Wyobraźcie sobie, że w dobie pandemii koronawirusa, gdy jest przestrzegany reżim sanitarny, zwłaszcza w szpitalach, kobieta rodzi dziecko, a ojciec nie jest wpuszczany na oddział. Tak bywa. Ale co jeśli na tym oddziale przebywa np. polityk?
W Jarocinie doszło do tego typu kuriozalnej sytuacji.
Szpital w Jarocinie postanowił pochwalić się pierwszym noworodkiem w tym roku. W sesji zdjęciowej z urodzonym chłopcem udział wzięła starosta PiS Lidia Czechak oraz jej zastępczyni. Rodzice dziecka są zbulwersowani tym faktem.
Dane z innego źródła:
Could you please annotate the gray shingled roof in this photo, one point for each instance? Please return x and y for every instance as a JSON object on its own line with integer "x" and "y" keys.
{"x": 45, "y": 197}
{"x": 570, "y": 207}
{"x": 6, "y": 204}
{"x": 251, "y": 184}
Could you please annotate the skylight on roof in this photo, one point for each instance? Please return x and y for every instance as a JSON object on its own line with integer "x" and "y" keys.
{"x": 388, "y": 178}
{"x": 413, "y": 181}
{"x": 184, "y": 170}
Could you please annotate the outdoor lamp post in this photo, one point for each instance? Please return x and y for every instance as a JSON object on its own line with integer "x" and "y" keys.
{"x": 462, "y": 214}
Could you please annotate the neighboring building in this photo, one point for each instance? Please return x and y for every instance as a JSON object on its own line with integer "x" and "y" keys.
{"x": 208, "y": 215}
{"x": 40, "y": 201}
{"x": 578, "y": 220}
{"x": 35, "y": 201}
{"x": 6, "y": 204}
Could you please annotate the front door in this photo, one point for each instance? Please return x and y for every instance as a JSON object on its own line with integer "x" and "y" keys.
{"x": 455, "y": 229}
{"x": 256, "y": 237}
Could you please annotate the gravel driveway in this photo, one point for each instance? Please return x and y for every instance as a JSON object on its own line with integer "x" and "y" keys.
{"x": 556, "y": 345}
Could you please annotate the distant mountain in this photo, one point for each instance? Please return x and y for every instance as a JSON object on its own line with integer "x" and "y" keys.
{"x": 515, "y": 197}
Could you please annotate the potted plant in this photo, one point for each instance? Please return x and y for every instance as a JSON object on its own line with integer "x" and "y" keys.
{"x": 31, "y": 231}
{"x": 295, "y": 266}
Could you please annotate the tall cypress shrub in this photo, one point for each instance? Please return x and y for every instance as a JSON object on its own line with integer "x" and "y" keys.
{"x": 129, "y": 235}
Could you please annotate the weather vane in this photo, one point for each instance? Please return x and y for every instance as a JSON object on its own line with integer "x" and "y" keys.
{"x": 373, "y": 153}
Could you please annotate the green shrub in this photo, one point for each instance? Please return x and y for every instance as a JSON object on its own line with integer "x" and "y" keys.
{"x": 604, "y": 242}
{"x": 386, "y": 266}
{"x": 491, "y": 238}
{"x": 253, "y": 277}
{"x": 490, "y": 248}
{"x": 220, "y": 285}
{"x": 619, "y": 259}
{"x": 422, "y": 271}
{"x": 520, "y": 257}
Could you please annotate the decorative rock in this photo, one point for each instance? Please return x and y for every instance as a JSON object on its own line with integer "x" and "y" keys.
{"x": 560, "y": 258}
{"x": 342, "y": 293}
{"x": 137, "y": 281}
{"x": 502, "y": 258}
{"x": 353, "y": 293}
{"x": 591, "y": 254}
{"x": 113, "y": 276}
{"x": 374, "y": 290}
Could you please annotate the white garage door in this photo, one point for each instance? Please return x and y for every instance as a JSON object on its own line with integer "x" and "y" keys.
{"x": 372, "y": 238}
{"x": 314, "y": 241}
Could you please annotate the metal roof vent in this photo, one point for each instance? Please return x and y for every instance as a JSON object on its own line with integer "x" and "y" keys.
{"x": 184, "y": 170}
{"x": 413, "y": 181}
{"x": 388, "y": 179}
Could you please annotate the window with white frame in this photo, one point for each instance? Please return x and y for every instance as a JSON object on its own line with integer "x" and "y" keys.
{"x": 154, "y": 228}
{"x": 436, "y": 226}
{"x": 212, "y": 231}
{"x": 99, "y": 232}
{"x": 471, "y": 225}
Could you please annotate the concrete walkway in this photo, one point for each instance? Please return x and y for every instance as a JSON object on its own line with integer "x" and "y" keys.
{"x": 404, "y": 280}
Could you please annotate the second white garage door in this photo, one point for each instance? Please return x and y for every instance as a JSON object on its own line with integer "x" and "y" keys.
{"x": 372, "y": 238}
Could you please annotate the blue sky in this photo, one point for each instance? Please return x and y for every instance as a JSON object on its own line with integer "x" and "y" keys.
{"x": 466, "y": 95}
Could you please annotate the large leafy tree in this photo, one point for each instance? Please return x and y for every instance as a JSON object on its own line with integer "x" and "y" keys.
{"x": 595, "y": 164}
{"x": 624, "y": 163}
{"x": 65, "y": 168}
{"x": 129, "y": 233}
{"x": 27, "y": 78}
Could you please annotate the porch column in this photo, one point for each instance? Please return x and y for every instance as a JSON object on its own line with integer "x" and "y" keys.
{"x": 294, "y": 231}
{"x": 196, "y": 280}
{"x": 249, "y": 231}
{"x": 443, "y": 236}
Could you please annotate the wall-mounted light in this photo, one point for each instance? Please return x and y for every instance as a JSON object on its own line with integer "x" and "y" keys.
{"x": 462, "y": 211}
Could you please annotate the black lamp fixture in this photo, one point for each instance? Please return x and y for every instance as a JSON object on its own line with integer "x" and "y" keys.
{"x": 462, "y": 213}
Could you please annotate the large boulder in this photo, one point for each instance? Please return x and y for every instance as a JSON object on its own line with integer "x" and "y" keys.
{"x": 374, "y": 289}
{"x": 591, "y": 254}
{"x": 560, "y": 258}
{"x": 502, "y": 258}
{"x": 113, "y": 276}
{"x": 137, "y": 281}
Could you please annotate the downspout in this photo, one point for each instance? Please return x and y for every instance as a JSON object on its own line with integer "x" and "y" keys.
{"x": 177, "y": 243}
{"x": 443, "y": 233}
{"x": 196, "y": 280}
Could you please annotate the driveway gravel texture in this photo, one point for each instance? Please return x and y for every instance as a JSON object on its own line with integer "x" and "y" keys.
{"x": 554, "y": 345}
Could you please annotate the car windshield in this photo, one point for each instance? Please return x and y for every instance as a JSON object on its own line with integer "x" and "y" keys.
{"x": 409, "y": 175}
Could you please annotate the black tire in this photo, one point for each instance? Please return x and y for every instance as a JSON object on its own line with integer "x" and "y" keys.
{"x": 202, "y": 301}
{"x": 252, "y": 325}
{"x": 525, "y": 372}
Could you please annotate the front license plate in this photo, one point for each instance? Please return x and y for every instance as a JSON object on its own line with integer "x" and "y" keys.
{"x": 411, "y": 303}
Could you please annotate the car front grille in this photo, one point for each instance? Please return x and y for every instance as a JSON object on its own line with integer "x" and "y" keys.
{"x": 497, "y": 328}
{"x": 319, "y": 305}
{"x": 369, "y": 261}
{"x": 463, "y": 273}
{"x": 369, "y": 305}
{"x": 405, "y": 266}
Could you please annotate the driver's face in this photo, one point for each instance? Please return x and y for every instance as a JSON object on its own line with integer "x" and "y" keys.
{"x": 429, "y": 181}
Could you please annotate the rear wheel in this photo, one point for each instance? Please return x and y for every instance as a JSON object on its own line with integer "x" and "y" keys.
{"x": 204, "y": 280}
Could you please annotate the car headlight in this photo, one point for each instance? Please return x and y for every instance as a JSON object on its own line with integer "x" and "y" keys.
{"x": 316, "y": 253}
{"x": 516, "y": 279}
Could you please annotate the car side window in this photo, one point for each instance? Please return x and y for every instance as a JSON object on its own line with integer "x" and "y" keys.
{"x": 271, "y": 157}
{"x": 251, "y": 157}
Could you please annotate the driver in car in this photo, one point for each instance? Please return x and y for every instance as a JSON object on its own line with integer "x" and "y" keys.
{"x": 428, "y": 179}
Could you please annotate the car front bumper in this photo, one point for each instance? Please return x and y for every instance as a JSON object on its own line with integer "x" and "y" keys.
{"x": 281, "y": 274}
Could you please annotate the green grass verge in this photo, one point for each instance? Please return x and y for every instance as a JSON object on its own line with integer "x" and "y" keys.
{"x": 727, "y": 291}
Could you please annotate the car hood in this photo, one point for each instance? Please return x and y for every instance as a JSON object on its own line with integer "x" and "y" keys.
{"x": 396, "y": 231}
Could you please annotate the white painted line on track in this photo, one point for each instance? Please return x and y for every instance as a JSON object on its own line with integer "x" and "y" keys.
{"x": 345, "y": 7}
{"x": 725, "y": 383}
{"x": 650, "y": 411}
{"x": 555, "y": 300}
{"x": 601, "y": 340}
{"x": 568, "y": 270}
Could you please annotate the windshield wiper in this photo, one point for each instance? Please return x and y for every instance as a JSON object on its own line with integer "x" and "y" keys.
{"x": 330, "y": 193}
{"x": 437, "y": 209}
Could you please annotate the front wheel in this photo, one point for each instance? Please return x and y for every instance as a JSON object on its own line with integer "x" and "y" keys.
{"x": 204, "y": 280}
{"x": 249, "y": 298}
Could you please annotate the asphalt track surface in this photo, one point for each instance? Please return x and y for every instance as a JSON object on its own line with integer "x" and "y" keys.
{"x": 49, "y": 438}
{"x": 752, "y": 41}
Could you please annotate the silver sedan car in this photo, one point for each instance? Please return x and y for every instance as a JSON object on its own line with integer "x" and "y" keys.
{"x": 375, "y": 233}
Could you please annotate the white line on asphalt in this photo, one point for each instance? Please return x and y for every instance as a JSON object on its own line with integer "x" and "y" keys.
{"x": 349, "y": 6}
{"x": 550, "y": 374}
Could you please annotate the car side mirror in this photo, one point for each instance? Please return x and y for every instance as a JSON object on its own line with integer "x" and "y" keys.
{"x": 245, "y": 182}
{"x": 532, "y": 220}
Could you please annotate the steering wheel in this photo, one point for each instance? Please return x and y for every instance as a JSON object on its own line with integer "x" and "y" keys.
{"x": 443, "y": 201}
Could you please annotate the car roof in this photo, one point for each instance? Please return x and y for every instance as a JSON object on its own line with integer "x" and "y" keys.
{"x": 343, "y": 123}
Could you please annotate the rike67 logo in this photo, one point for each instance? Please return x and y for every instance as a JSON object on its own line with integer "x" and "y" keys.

Parze odmówiono np. rodzinnego porodu, a ojciec małego Stasia nie został nawet wpuszczony na teren szpitala.
Ogromna fala krytyki wylała się na samorządową polityk, ale też na szpital. Placówka broni się, że kobiety są uprzywilejowane, bowiem to starostwo płaci za utrzymanie szpitala.
Po aferze szpital zapowiedział wznowienie rodzinnych porodów po 18 stycznia. Ojciec będzie musiał wykonać test antygenowy.